What does it mean for Christians to be good citizens? Jesus gives us a glimpse in Matthew 22 as He turns back the Pharisees attempt to trap him. The Pharisees asked, “Tell us, therefore what You think. Is it lawful to pay taxes to Caesar or not?” After asking for a coin and verifying the picture on the coin Jesus said, “Therefore give back to Caesar the things that are Caesar’s and to God the things that are God’s.” In this statement, Jesus acknowledged that we Christians are citizens of the Kingdom of God but we must also live by the laws of the kingdom of man.
Paul echoed this theme when he referred to believers as “ambassadors for Christ” (2 Cor.5:20), and in Romans when he said, “Everyone must submit to the governing authorities, for there is no authority except from God, and those that exist are instituted by God” (Romans 13:1).
As human beings we are citizens of the United States. As born again believers bound for heaven we are pilgrims on a journey, merely passing through this world on our way to our eternal home. But as we pass through, we must be ambassadors for Christ. An ambassador is someone whose home is one country but they reside in another country. They are bound both by the laws of the country of their origin and by the country they are visiting. But an ambassador is more than just a visitor. He or she is a representative of the King. Jesus is our King and as long as we are passing through this world we must represent Him with honor.
In his First Inaugural Address, George Washington made an extraordinary claim. He said that the foundation of United States public policy would be the individual morality of its citizens. Specifically, Washington said, “The foundation of our national policy will be laid in the pure and immutable principles of private morality.” He went on to explain, “their exists in the economy and discourse of nature, an indissoluble union between virtue and happiness.” Washington, with these words, harkened back to the Declaration of Independence where life and liberty were laid as a foundation for those who longed to pursue happiness.
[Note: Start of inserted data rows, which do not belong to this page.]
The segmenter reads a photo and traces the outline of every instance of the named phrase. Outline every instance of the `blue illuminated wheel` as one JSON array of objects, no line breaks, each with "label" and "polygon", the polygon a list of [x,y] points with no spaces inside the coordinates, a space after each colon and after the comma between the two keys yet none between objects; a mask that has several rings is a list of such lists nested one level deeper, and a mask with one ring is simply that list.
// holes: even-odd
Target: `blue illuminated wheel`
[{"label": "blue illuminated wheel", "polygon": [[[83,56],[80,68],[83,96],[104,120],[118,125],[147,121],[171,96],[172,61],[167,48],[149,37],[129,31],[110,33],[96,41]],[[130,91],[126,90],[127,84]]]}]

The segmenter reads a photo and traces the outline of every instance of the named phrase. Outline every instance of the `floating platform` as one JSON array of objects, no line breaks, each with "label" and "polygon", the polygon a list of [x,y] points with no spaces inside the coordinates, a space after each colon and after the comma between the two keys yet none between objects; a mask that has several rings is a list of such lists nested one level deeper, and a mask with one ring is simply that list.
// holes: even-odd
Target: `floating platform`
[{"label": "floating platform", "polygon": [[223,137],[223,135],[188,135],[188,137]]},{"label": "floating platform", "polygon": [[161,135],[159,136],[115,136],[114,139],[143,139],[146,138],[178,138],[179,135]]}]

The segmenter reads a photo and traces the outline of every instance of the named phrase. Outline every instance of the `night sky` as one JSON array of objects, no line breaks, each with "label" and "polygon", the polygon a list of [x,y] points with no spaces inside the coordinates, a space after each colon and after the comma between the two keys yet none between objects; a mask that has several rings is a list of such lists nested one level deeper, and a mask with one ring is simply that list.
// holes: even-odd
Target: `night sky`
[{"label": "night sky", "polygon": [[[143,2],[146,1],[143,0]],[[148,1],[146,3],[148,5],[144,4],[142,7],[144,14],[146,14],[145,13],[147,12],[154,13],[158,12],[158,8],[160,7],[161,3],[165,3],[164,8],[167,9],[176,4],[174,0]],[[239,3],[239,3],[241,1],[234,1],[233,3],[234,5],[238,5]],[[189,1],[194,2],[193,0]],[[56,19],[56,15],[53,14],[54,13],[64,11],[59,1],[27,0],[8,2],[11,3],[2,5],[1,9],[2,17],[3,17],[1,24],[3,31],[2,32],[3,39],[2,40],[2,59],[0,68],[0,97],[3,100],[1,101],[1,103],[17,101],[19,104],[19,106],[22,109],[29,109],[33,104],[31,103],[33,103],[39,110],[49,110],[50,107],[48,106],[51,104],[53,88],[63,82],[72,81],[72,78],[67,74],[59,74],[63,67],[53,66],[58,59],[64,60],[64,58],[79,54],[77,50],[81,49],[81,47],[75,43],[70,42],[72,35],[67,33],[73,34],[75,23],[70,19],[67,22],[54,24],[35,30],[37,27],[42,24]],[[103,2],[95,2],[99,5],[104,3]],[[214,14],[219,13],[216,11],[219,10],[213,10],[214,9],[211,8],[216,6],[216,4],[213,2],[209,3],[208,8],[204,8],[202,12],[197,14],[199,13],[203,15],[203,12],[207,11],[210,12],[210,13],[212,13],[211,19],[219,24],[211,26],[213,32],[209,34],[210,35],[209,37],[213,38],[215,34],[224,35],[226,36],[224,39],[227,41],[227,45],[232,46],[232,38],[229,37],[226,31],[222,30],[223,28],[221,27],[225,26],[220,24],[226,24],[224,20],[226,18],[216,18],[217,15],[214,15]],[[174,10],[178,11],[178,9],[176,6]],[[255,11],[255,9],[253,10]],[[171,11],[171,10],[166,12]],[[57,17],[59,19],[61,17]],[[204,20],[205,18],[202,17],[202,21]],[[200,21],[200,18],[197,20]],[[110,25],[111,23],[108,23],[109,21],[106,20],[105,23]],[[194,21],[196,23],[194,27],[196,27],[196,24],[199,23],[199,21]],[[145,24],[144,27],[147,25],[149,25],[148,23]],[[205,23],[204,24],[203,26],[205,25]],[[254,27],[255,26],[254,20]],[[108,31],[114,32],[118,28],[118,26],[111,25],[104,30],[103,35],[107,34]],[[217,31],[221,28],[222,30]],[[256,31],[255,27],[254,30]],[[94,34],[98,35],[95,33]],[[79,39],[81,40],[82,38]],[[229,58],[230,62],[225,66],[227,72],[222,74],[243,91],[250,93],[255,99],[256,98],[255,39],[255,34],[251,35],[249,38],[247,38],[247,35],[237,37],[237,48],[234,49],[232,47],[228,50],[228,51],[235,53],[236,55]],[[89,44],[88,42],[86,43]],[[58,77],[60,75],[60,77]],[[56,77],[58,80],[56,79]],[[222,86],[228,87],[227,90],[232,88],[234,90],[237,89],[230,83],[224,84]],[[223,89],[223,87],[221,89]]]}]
In his new book, The Tyranny of Clichés Jonah Goldberg sites President Woodrow Wilson as an example of the opposite of Washington’s sentiment about the place and consistency of American morality. Goldberg writes, “He was also the first president to hold that the president must have a vision for re-forming the United States. To that end, an enlightened Constitution must conform to those charged with imposing that vision, not the other way around. The pursuit of happiness was no longer an individual right but a state-driven agenda to be foisted upon a once free people.” President Wilson argued that, “Living political constitutions must be Darwinian in structure and in practice.” He also openly proclaimed that the Bill of Rights is a dead-letter relic and those who think otherwise are simply, “bound up in mere Fourth of July sentiments.” Well pass me some firecrackers and call me a patriot because I still believe the principles revealed and applied in the Constitution, the Bill of Rights, and the Word of God are the right foundation for a free republic.
God has blessed our country with a form of government known as a Constitutional Republic. If we were a pure democracy we would be at the mercy of the majority. But because we are a Republic we have a representative government that protects the rights of those who find their opinions in the minority.
In Matthew 5, Jesus tells us our role as ambassadors. We are to be salt and light to all who are within our sphere of influence. That means we should know what is going on in our world and seek to influence the culture for good. In other words, we should be the best citizens of this world so that we can both shine as lights in the darkness and shout the goodness of God into eternity.
In a few short months we will go to the polls to select our leader. May we be reminded that we should exercise our right to vote with both the values of heaven and the restoration of our culture in mind.